I’ve been spending lots of time looking at names recently. The US Government posts a dataset of the yearly popularity of baby names from 1880. I wanted a nicer way to let the names tell me about the relationships between them. I therefore made a 3d name graph to let name historical data speak for itself and show how name popularity evolved over time.
To keep it sane, I filtered by the allowed Danish names. I also cut off by popularity at some point, leaving in the ballpark of 1000 names per gender.
I then created a graph where the nodes are names and the distances between them is the similarity between the two names’ histories. For this I used mean squared error since I wanted to capture the generation difference, which might get lost with something like dynamic time warp.

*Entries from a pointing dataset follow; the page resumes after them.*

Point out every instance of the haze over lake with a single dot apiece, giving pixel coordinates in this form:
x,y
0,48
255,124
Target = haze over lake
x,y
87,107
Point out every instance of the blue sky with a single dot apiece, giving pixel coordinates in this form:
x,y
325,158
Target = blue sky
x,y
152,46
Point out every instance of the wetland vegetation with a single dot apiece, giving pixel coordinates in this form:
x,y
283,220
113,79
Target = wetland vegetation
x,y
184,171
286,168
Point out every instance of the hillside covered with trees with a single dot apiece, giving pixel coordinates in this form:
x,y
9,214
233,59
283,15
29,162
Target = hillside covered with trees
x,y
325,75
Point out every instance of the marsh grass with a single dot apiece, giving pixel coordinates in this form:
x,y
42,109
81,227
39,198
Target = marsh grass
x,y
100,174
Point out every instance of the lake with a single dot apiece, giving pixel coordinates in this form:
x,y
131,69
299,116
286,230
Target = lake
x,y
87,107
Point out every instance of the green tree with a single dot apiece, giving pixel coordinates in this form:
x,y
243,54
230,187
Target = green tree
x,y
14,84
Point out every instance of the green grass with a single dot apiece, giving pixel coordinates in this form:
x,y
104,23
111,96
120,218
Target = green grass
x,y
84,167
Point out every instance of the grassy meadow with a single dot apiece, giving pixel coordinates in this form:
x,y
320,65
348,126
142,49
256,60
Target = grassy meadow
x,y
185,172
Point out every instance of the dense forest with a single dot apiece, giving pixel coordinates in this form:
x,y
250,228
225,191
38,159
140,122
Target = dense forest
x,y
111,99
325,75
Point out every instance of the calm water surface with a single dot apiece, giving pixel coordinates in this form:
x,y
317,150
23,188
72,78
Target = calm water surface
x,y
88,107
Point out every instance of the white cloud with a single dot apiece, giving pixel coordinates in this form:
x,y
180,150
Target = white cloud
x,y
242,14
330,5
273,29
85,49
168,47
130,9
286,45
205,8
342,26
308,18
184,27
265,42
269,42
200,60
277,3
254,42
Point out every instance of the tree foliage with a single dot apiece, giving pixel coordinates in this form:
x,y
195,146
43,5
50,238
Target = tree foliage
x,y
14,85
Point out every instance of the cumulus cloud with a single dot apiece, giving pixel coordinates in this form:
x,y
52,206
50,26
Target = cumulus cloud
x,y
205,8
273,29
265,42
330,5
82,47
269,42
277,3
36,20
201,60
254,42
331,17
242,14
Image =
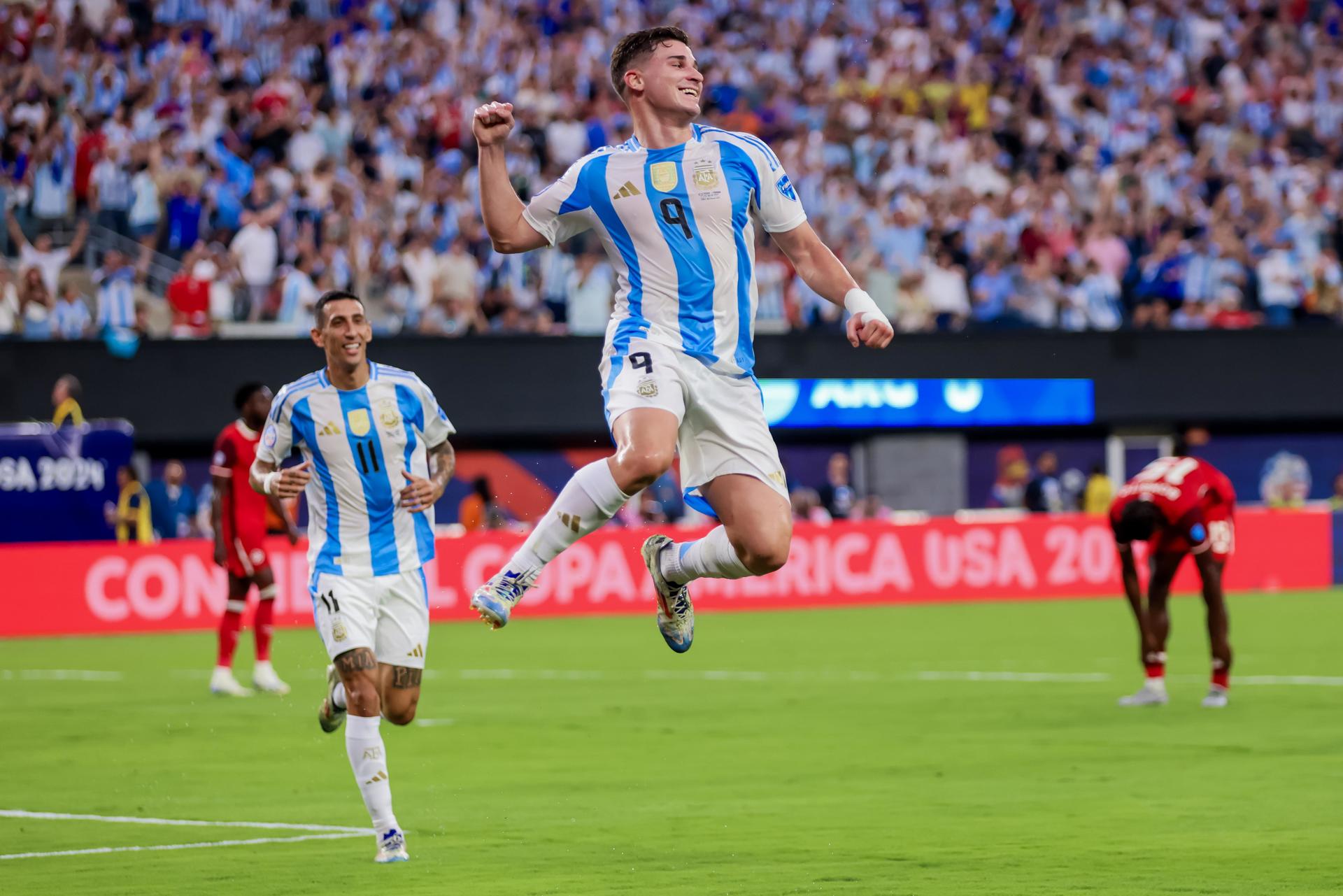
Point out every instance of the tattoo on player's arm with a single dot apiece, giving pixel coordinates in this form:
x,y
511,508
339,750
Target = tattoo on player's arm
x,y
356,660
445,462
403,677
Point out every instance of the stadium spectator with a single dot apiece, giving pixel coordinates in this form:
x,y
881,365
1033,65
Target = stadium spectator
x,y
1045,493
131,516
836,495
35,305
116,283
255,250
188,296
807,508
172,504
1097,493
70,316
1181,155
65,402
43,257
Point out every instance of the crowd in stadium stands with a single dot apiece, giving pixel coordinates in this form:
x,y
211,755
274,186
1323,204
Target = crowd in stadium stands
x,y
1079,164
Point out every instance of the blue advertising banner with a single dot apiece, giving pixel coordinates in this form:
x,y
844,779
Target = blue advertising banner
x,y
927,404
54,484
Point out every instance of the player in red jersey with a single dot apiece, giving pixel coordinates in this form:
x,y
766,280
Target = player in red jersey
x,y
239,515
1178,506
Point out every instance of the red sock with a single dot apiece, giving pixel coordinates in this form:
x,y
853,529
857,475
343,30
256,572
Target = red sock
x,y
229,626
262,626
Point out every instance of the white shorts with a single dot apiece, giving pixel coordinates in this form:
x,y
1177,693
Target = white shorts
x,y
722,417
387,613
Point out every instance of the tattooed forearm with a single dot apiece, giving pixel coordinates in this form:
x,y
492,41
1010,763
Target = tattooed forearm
x,y
445,462
403,677
356,660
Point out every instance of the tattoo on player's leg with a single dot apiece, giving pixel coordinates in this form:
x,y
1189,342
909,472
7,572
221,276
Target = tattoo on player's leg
x,y
403,677
356,660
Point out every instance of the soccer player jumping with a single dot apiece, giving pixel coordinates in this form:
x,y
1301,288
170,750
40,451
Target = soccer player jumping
x,y
369,433
1178,506
239,519
676,208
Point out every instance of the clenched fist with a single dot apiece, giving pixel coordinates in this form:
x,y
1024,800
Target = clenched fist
x,y
492,122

To visualize, I made and deployed a simple react web app using a force directed graph visualization library. It takes in the name graph and and allows the nodes to arrange themselves neatly based on the link distances. I limit the number of links for performance reasons.

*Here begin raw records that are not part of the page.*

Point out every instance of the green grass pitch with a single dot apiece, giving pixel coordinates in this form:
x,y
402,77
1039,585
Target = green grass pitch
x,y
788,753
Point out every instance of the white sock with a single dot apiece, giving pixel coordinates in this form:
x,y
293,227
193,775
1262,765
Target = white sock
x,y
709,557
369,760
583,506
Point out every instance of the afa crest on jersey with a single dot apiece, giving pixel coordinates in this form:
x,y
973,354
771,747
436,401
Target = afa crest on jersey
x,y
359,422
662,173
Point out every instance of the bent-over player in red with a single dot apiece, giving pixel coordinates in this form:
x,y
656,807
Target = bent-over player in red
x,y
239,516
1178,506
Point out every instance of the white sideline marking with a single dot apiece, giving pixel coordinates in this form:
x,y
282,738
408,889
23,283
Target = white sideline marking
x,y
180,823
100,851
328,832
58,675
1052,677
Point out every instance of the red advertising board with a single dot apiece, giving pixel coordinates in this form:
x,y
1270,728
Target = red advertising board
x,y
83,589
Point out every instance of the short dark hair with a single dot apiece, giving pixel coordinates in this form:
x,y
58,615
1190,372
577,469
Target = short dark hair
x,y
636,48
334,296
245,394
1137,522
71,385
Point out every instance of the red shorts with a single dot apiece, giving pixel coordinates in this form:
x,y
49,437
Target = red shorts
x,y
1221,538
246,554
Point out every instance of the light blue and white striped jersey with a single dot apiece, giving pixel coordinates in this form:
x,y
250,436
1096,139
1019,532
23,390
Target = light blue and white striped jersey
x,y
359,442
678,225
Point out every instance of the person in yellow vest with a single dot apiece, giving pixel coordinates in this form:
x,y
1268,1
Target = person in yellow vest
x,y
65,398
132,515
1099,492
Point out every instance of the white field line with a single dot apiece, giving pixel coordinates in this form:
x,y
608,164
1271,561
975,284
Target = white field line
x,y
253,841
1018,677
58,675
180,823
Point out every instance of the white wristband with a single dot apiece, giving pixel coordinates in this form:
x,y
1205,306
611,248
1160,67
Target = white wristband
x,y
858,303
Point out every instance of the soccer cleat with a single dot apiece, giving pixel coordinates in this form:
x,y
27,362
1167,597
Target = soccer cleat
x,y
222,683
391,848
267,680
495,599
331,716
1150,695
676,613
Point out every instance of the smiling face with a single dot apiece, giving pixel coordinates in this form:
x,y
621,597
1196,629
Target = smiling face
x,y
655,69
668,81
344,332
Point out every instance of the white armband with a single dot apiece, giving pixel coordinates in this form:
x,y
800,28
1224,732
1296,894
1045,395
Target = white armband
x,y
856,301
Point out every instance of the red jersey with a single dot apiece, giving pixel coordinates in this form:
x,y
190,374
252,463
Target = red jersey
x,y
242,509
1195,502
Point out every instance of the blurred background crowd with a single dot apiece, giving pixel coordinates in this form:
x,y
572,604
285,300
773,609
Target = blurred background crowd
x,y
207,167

The app runs on http://baby.gravila.net/. I recommend a large and wide screen with WebGL acceleration, since I didn’t optimize it for mobile use. I provide datasets for boy and girl names in a few variants selected for better and worse performance.
Interpretation
Though completely speculative and knowing well there are many exceptions, I find it very interesting to see how the top 545 girl dataset arranges itself into a semicircle. The fact that it looks like it’s working on completing itself validates the presence of some kind of cyclicality, usually named the 100 year rule. Names towards the center also tend to be names that have been popular longer and therefore tied to more periods. Otherwise it’s clear to see the end containing the names popular 100 years ago, the names which are very trendy now, and everything in-between.